For its part, EY has several hundred professionals dedicated to CCAR. That includes practitioners and former regulators such as Preston Thompson, an executive director in EY's financial services practice, who previously helped co-ordinate CCAR activities at the Fed. Prior to joining EY in 2011, Thompson was involved in the Fed’s efforts to develop a macroprudential and firm-specific process for the largest, most complex and systemically important banks. He also served on a number of system-wide committees focused on identifying key risk and vulnerabilities.

The CCAR stress tests are more than just a referendum on a bank's capital adequacy. They also reflect the Fed's judgments about the governance, risk management and data policies that are the lynchpin of banks’ capital plans. Under CCAR, each bank is required to perform stress tests on three Fed-defined scenarios – baseline, adverse, and severely adverse – as well as on a baseline and adverse scenario of their own design.

The results are reported to the Fed, which then runs its own models to determine if banks can meet its minimum Tier 1 capital ratios. Even if a bank has sufficient capital under the scenarios, the Fed may still object on qualitative grounds – meaning the bank can't pay dividends or make any other capital distributions until the deficiencies are remediated. "It's hard to overstate how transformative the CCAR programme has been for the US banking industry," says Oliver Wyman’s Schuermann.

It's hard to overstate how transformative the CCAR programme has been for the US banking industry
Til Schuermann, Oliver Wyman

Almost all the Fed's objections to capital plan submissions over the past few years have been on qualitative grounds, not quantitative, and this year's CCAR results are expected to reflect this trend. "There is no question about capital adequacy," adds Schuermann. "All these banks have enough capital. It's now about qualitative aspects, and whether they can return capital to shareholders."

Consultants say their role is to help their bank clients to create a repeatable and sustainable CCAR process. This is becoming somewhat easier as the CCAR programme enters its sixth year and banks become more mature in the design of their capital plans.

"The requirements are more mature," says EY’s Girling. "Firms are looking at how they get to an efficient and sustainable infrastructure around data, systems and controls. We have worked with almost all of the CCAR firms over the last few years. For some, it's been a broader role assisting across the programme, and for some it's been more focused on specific components."

When undertaking the CCAR exercise, a bank’s choice of consultancy firm can be crucial. One non-New York bank was told by the Fed that it had to redo its documentation because it "looks different from the banks in New York", says an executive at a financial services risk and advisory firm. "The reason is those banks use the same management consultancy, and that one [bank] does not."
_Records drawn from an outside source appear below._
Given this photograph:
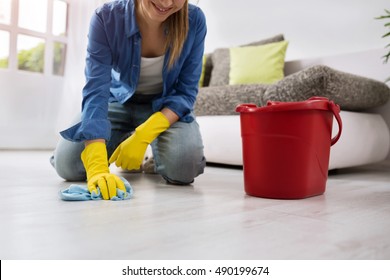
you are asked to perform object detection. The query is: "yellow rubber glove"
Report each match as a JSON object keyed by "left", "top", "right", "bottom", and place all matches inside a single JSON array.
[
  {"left": 81, "top": 141, "right": 126, "bottom": 200},
  {"left": 109, "top": 112, "right": 170, "bottom": 170}
]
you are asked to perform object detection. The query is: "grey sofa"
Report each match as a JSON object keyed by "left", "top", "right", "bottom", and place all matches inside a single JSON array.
[
  {"left": 193, "top": 39, "right": 390, "bottom": 168},
  {"left": 195, "top": 59, "right": 390, "bottom": 117}
]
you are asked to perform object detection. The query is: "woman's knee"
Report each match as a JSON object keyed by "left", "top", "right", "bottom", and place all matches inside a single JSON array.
[
  {"left": 155, "top": 143, "right": 206, "bottom": 184},
  {"left": 163, "top": 160, "right": 206, "bottom": 185},
  {"left": 52, "top": 139, "right": 86, "bottom": 181},
  {"left": 153, "top": 120, "right": 206, "bottom": 184}
]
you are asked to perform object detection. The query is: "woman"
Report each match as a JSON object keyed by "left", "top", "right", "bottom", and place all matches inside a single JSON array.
[{"left": 51, "top": 0, "right": 207, "bottom": 200}]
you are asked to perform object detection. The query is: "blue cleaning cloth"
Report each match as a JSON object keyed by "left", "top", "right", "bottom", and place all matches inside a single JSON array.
[{"left": 59, "top": 177, "right": 133, "bottom": 201}]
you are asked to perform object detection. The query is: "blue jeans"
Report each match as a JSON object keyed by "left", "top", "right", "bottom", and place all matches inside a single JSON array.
[{"left": 51, "top": 94, "right": 206, "bottom": 184}]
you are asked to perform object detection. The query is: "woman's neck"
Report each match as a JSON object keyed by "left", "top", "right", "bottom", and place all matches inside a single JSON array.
[
  {"left": 135, "top": 0, "right": 164, "bottom": 33},
  {"left": 135, "top": 1, "right": 167, "bottom": 57}
]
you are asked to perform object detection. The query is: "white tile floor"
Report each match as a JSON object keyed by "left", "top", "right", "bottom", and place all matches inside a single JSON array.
[{"left": 0, "top": 150, "right": 389, "bottom": 260}]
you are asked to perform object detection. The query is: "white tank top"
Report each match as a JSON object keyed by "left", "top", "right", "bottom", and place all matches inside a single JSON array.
[{"left": 135, "top": 55, "right": 164, "bottom": 95}]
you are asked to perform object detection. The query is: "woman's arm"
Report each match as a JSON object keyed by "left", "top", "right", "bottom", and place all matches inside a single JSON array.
[{"left": 161, "top": 107, "right": 179, "bottom": 125}]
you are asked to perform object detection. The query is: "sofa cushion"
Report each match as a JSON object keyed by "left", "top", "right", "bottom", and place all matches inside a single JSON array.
[
  {"left": 198, "top": 55, "right": 207, "bottom": 87},
  {"left": 194, "top": 84, "right": 269, "bottom": 116},
  {"left": 229, "top": 41, "right": 288, "bottom": 85},
  {"left": 262, "top": 65, "right": 390, "bottom": 110},
  {"left": 208, "top": 34, "right": 285, "bottom": 87},
  {"left": 201, "top": 54, "right": 213, "bottom": 87}
]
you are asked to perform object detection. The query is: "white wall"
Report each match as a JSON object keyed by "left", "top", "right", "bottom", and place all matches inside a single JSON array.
[
  {"left": 0, "top": 0, "right": 389, "bottom": 149},
  {"left": 197, "top": 0, "right": 389, "bottom": 60}
]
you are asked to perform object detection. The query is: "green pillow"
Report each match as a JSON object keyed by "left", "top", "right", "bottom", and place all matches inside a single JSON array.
[
  {"left": 198, "top": 55, "right": 207, "bottom": 87},
  {"left": 229, "top": 41, "right": 288, "bottom": 85}
]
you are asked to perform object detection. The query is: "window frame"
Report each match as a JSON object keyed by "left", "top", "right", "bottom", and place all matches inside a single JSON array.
[{"left": 0, "top": 0, "right": 69, "bottom": 76}]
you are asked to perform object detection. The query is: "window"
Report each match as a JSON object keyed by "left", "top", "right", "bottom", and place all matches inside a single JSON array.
[
  {"left": 0, "top": 0, "right": 68, "bottom": 76},
  {"left": 17, "top": 34, "right": 45, "bottom": 73},
  {"left": 18, "top": 0, "right": 48, "bottom": 33},
  {"left": 52, "top": 0, "right": 68, "bottom": 36},
  {"left": 0, "top": 30, "right": 9, "bottom": 68},
  {"left": 53, "top": 41, "right": 66, "bottom": 75},
  {"left": 0, "top": 0, "right": 11, "bottom": 25}
]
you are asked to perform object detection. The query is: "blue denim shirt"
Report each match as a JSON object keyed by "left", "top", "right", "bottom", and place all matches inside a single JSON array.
[{"left": 60, "top": 0, "right": 207, "bottom": 142}]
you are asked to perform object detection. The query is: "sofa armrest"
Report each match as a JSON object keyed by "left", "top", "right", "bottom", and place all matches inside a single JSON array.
[
  {"left": 194, "top": 84, "right": 268, "bottom": 116},
  {"left": 263, "top": 65, "right": 390, "bottom": 111}
]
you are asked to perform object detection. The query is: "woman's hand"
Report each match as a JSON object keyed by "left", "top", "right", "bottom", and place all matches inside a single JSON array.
[
  {"left": 81, "top": 141, "right": 126, "bottom": 200},
  {"left": 109, "top": 112, "right": 171, "bottom": 170}
]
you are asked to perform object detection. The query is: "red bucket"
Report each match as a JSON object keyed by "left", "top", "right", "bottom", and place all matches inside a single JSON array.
[{"left": 236, "top": 97, "right": 342, "bottom": 199}]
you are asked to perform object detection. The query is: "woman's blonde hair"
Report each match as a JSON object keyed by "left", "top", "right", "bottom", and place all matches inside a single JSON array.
[{"left": 164, "top": 0, "right": 189, "bottom": 69}]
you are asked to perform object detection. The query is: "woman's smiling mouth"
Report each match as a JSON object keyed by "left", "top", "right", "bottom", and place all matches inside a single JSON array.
[{"left": 151, "top": 1, "right": 173, "bottom": 15}]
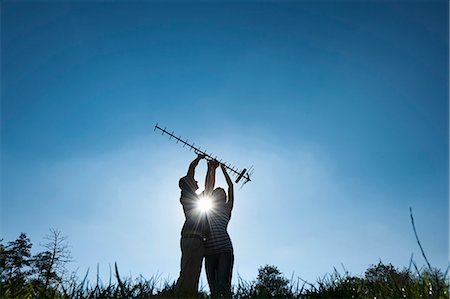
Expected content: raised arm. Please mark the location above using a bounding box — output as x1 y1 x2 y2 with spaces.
220 164 234 211
205 159 219 197
187 154 205 179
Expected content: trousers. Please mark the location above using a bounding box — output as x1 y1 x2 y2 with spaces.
174 237 205 298
205 251 234 298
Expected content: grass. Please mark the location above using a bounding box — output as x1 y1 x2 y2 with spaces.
2 254 449 298
26 260 446 298
1 208 449 298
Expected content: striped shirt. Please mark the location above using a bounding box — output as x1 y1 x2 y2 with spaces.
205 203 233 255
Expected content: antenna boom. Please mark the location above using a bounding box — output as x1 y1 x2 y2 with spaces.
154 123 252 185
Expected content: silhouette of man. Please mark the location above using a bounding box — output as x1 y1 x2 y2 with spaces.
174 154 215 298
204 163 234 298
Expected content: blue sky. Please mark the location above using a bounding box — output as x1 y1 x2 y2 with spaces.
2 0 448 288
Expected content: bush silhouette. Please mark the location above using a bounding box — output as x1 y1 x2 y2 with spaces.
255 265 292 298
1 208 449 298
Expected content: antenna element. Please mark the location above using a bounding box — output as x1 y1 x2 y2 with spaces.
154 123 252 185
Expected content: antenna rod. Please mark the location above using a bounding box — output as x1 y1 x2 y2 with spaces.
154 123 251 184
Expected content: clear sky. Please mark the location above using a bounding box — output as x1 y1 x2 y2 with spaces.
2 0 448 289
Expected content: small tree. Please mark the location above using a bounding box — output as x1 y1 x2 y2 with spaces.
32 228 72 290
0 233 33 297
255 265 292 298
1 233 32 283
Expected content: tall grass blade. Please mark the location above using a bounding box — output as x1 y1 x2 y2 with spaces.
410 207 432 271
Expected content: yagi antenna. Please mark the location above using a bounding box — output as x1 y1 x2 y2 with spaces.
154 123 252 186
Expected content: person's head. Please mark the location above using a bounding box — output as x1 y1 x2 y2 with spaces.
179 176 199 192
212 187 226 203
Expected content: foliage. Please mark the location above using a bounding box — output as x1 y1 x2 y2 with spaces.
1 208 449 298
301 262 449 299
0 230 72 298
234 265 294 299
0 233 33 298
255 265 293 298
1 236 449 299
33 229 73 289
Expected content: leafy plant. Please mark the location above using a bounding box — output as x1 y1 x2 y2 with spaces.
1 208 448 298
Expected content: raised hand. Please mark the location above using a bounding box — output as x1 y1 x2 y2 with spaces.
196 153 206 160
208 159 220 169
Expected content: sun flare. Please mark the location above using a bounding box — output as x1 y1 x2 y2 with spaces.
198 196 212 213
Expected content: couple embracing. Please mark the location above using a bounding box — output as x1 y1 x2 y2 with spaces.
175 154 235 298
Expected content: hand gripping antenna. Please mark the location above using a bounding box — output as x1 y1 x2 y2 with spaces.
154 123 252 186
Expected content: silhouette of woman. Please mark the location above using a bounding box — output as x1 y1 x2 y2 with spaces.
204 162 234 298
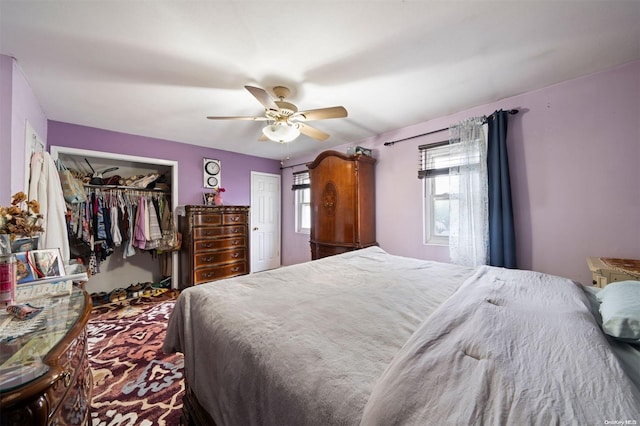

While consulting firms can help banks with CCAR submissions, it remains the banks that are ultimately under scrutiny and it is the banks’ responsibility to implement any recommendations. Sources say the Fed tends to worry if it perceives that a bank is placing too much reliance on consultancies to perform its CCAR work. As a result, the consulting firms view their role as helping banks to develop risk management and capital planning processes that can be deployed for CCAR purposes.

"We bring a lot of value to our clients in terms of assisting with development of their capabilities, but ultimately it's very important that the banks own their submissions," says Girling at EY.

That message is echoed by Oliver Wyman’s Schuermann. "We are very informed outsiders, and have a good sense of trends and directions, whether in modelling or process," he says. "We take very seriously, working hand-in-glove with a client, and we also take seriously the metaphor of teaching how to fish rather than catching the fish."